There's one woman in the class who's a beginner like me. We have thus gravitated towards each other and hunker down at neighboring wheels in the far corner. We can be found back there either muttering a string of the foulest swear words you can imagine or laughing uncontrollably with tears streaming down our faces and flowing down our arms -- which is handy since one must keep one's hands wet when throwing on a wheel.
We're beginners in the far corner throwing wonky looking pottery made with our own tears. There's something really great and appropriate about that.
My new friend's clay spun off her wheel last week and hit me in the side of the head and it was all downhill from there. When she accidentally poked a hole right through the side of her wobbly vessel, she proclaimed, "Oh thank God, that's exactly what I wanted it to look like." When my own jacked-up piece of work couldn't take it anymore and flopped over on itself, I put my arms up and announced, "I think it's obvious I have learned all there is to know here, I'm ready to teach!"
The teacher comes over to us often but there's little she can do to stem the insanity happening in our corner. Last time she gave us some pointers and said, "It's so frustrating to learn this and I love that you guys are laughing and not giving up." Then I said, "Well, at least we're not throwing things yet" and received a collective groan from the class. It was my first public pun and my first collective groan and I feel good about that.

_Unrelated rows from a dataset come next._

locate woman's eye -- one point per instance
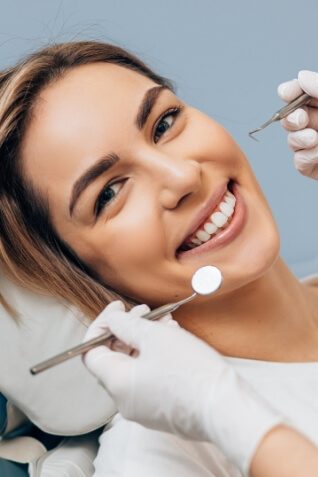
(108, 194)
(165, 122)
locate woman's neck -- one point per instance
(274, 318)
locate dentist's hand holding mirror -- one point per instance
(175, 382)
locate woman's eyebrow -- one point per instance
(104, 163)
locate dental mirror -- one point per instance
(205, 281)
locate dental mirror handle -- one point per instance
(84, 347)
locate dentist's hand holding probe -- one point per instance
(177, 383)
(302, 124)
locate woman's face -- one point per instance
(128, 220)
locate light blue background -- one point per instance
(227, 58)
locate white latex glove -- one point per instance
(178, 384)
(302, 124)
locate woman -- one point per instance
(101, 218)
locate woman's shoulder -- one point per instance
(129, 449)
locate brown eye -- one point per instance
(108, 194)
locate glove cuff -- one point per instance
(237, 418)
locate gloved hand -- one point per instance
(179, 384)
(302, 124)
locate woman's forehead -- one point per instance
(90, 86)
(87, 109)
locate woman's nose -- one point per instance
(178, 179)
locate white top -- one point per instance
(130, 450)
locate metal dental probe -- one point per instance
(205, 281)
(301, 100)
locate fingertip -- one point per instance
(289, 90)
(139, 310)
(308, 81)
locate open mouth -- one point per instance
(214, 223)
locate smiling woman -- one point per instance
(29, 243)
(112, 187)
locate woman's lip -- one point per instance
(206, 211)
(227, 235)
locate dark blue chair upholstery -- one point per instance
(8, 468)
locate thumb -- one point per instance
(128, 327)
(109, 367)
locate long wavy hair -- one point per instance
(31, 252)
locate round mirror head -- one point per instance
(206, 280)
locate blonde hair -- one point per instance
(31, 252)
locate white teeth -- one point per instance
(226, 209)
(196, 241)
(219, 219)
(202, 235)
(210, 228)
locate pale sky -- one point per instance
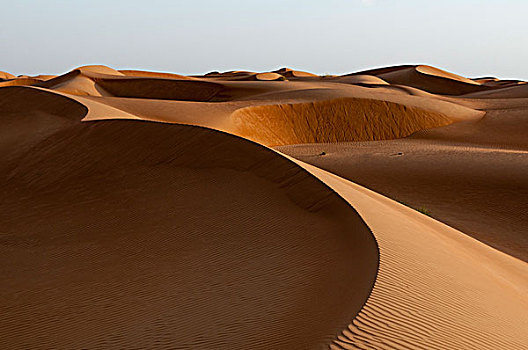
(469, 37)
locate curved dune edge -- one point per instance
(436, 288)
(171, 236)
(338, 120)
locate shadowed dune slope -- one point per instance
(132, 234)
(516, 91)
(339, 120)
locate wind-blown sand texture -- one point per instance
(147, 210)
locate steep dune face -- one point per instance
(134, 234)
(339, 120)
(119, 234)
(515, 91)
(427, 78)
(436, 288)
(29, 115)
(6, 75)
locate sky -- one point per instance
(473, 38)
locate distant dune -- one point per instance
(147, 210)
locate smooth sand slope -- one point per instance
(149, 234)
(133, 234)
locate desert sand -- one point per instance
(382, 209)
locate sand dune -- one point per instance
(333, 121)
(427, 78)
(143, 233)
(6, 75)
(173, 267)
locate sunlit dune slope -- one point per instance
(28, 116)
(338, 120)
(427, 78)
(152, 235)
(436, 288)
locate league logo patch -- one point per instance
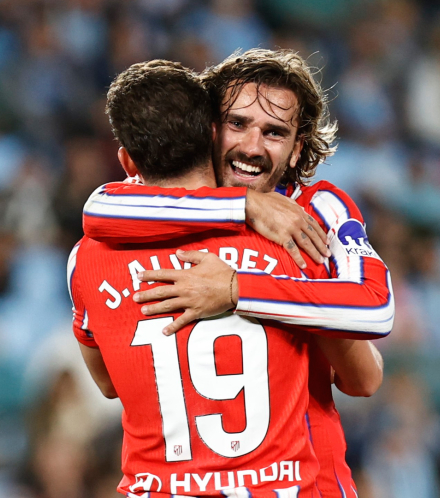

The kids crashed our date night last weekend. Alex and I were set for a nice dinner at Salty's with a heart-swelling sunset view of downtown across the water. Our time alone is rare these days and we had much to catch up on. But then our babysitter didn't show.

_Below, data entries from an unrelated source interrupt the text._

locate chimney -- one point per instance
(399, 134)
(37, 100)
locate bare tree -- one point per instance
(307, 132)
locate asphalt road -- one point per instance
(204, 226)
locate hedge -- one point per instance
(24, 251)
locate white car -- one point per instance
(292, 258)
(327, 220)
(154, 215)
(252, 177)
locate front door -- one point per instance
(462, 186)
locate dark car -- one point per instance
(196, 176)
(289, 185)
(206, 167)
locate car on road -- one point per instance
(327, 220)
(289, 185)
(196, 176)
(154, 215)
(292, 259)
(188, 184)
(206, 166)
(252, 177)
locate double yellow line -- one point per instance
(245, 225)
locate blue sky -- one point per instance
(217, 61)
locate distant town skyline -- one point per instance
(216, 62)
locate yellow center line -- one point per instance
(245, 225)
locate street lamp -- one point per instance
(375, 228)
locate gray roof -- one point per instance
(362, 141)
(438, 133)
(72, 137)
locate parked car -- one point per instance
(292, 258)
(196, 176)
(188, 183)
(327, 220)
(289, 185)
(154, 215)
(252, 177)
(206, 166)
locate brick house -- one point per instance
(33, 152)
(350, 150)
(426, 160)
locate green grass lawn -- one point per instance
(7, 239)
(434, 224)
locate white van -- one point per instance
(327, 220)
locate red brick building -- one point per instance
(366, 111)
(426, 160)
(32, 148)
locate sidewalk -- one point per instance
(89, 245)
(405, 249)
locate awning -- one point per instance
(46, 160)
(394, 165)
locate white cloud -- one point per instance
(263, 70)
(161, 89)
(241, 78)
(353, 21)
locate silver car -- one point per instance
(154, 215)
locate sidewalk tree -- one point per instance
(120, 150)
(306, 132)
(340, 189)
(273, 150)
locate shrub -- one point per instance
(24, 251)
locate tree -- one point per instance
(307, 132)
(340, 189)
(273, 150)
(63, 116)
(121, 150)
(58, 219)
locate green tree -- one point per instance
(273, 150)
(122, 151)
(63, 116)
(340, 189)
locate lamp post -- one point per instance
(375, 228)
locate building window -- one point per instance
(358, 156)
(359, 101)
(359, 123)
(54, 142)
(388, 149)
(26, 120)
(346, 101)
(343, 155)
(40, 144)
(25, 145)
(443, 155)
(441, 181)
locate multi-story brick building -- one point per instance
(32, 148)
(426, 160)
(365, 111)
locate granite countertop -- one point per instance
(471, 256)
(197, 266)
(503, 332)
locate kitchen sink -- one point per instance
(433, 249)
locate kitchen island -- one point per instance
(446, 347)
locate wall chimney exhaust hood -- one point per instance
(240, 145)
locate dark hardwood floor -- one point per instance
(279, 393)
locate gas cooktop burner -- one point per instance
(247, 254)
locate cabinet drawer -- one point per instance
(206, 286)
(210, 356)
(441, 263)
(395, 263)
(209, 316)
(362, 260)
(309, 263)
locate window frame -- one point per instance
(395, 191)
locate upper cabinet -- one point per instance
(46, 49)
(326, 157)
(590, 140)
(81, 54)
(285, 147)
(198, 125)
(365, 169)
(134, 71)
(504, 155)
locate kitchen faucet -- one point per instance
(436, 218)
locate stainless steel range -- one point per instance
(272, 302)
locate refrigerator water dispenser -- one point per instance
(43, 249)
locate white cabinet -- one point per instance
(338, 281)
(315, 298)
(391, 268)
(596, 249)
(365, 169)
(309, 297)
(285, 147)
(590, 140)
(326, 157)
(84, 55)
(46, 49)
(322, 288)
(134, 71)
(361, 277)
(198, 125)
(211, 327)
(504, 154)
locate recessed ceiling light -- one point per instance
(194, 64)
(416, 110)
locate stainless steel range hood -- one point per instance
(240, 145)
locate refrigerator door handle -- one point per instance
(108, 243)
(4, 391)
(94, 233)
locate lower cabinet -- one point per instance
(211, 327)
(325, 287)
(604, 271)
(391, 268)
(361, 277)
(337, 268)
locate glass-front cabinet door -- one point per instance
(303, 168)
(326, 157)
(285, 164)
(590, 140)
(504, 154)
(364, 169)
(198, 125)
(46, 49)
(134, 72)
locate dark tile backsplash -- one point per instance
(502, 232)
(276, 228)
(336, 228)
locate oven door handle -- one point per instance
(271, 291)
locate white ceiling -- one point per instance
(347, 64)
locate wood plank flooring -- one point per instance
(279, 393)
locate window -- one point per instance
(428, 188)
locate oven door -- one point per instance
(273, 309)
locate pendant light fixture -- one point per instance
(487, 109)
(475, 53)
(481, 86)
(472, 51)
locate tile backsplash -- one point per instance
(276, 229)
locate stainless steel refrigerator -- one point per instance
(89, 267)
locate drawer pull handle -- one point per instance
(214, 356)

After a brief deliberation, we decided to keep our reservation and expand it from 2 people to 4 people.
Hey kid, what are you doing on my date?
It ended up being a good decision. It was a truly enjoyable family dinner at a nice restaurant and those are hard to come by. Plus now I know what Coco looks like through a pink balloon --
So this little girl is turning 5 this weekend. Here she is climbing her aunts' tree and marveling at her feat as only a kid can --
Damn, she's five already. When did that happen? I often feel I'm missing a large chunk of my kids' childhoods because I've got my head down too much, stuck in the boggy details of daily living. More often than not it's "Coco, I can't read you a book right now, I've got to get dinner started." I hate that but in the moment it's fatigue and trying to check the boxes for the day so I can go to bed.
It's the ole paradox of parenting -- the days last forever but the years go so fast.
I'm going to promise Coco this year will be different. I WILL read that stupid book I'm sick of for the umpteenth time and feed everyone bologna sandwiches for dinner. She's not going to stay young and cuddly and thinking I'm awesome for long so I better live it up.